Thereafter, reaction mixtures were thawed and subjected to SDS PAGE electrophoresis and Western blot analysis. EPZ-5676 solubility Statistical methodology Survival analysis used Cox regression analyses to examine hazard ratios. Each model was tested and all complied with the assumption of proportional hazard. These statistical analyses were performed using SAS version 9. 2. The probabilities shown in the Inhibitors,Modulators,Libraries single predictor models are not corrected for multiple comparisons. The probabilities in the multiple predictor model take into account the presence of the other predictors, Inhibitors,Modulators,Libraries i. e. tumor size, nodal status, grade, PR expression, P7 score and p mTOR. Results mTOR and pS2448 mTOR expression in Human Breast Tumors Previously constructed TMAs containing multiple samples of ER breast tumors were interrogated.
Immunohistochemical staining for both p S2448 mTOR and total mTOR was observed and was primarily cytoplasmic, however nuclear staining of Inhibitors,Modulators,Libraries both occurred in a minority of tumors. Unexpectedly, it was found that total mTOR expression was negatively correlated with size and nodal status. Furthermore, p S2448 mTOR was also found to be negatively associated with size and nodal status. When tumors were divided into node negative and positive categories the median IHC scores for mTOR were significantly different. Similarly, p S2448 mTOR IHC scores were significantly different between node negative and positive tumors. When tumors were dichotomized into small and large size, the median H scores for mTOR were significantly higher in small versus large tumor size.
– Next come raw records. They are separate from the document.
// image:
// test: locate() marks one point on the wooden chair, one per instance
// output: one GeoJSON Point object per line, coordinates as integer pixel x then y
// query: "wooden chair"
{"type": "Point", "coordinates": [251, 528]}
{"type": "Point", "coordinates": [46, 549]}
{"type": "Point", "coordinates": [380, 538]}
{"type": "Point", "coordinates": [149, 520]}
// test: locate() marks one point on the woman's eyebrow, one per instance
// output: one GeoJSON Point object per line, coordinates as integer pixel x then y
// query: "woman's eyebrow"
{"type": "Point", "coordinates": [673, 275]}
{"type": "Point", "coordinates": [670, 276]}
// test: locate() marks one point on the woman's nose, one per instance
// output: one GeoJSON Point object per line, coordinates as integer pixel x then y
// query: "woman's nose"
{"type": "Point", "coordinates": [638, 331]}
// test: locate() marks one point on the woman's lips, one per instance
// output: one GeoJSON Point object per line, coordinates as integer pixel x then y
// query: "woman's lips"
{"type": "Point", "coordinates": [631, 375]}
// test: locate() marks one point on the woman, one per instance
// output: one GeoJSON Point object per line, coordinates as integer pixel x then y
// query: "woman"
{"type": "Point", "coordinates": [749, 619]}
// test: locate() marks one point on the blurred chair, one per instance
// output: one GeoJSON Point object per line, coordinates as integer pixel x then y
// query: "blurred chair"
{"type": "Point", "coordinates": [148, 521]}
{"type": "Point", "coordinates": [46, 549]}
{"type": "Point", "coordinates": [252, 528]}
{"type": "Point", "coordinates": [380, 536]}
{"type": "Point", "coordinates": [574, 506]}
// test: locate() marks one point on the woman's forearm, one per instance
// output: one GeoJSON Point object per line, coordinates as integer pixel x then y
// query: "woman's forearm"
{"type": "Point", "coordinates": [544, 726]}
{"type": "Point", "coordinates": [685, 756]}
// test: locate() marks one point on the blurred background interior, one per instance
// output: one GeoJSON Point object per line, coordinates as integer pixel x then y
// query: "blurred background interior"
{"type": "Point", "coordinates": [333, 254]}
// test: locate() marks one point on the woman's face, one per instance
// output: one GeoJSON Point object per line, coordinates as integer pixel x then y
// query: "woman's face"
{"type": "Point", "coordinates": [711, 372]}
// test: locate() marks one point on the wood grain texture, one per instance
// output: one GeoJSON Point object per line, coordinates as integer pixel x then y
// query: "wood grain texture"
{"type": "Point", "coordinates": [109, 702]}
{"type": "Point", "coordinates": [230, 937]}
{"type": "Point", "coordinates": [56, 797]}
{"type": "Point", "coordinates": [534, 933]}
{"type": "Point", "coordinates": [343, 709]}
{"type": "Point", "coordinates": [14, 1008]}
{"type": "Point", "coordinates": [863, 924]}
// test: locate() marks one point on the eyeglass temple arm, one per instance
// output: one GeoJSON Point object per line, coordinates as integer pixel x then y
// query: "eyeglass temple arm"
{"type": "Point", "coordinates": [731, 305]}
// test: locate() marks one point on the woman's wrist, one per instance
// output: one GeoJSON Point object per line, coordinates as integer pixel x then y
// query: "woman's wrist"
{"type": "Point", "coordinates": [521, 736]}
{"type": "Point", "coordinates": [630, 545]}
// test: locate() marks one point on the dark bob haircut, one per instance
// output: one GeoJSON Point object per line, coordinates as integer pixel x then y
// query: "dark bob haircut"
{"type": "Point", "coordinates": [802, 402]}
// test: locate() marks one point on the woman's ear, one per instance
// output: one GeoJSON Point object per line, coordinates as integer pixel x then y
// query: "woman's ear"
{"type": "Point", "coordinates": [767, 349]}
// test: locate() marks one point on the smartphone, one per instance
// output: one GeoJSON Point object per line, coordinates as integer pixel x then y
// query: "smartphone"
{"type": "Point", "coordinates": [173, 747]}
In Inhibitors,Modulators,Libraries contrast the same analysis for p S2448 mTOR showed no significant difference. Together these data suggested the possibility that an activated mTOR pathway, possibly associated with mTORC1, is a good prognostic factor in primary human ER breast cancer. Association of mTOR p S2448 mTOR with clinical outcome in patients Inhibitors,Modulators,Libraries treated with tamoxifen The cohort of breast cancer cases interrogated for mTOR and p S2448 mTOR represented primary ER tumors from patients who received adjuvant tamoxifen therapy after surgery. Therefore the relationship of mTOR and p S2448 mTOR to clinical outcome defined by relapse free survival and overall survival from death due to breast cancer was determined. Expression of mTOR was not significantly associated with clinical outcome, as shown in Table 1 and Figure 1A B.
However, high levels of p S2448 mTOR were found significantly associated with better clinical outcome both OS and RFS as shown in Figure 1C D. However, this Ku 0059436 did not remain significant on multivariate analysis. Association of mTOR p S2448 mTOR with the P7 phosphorylation score for ER Previously, we had determined expression of 7 different phosphorylated residues on ER in these same breast cancer samples from patients who subsequently received adjuvant tamoxifen therapy, and found that multiple tumors expressed combinations of phosphorylated ER epitopes.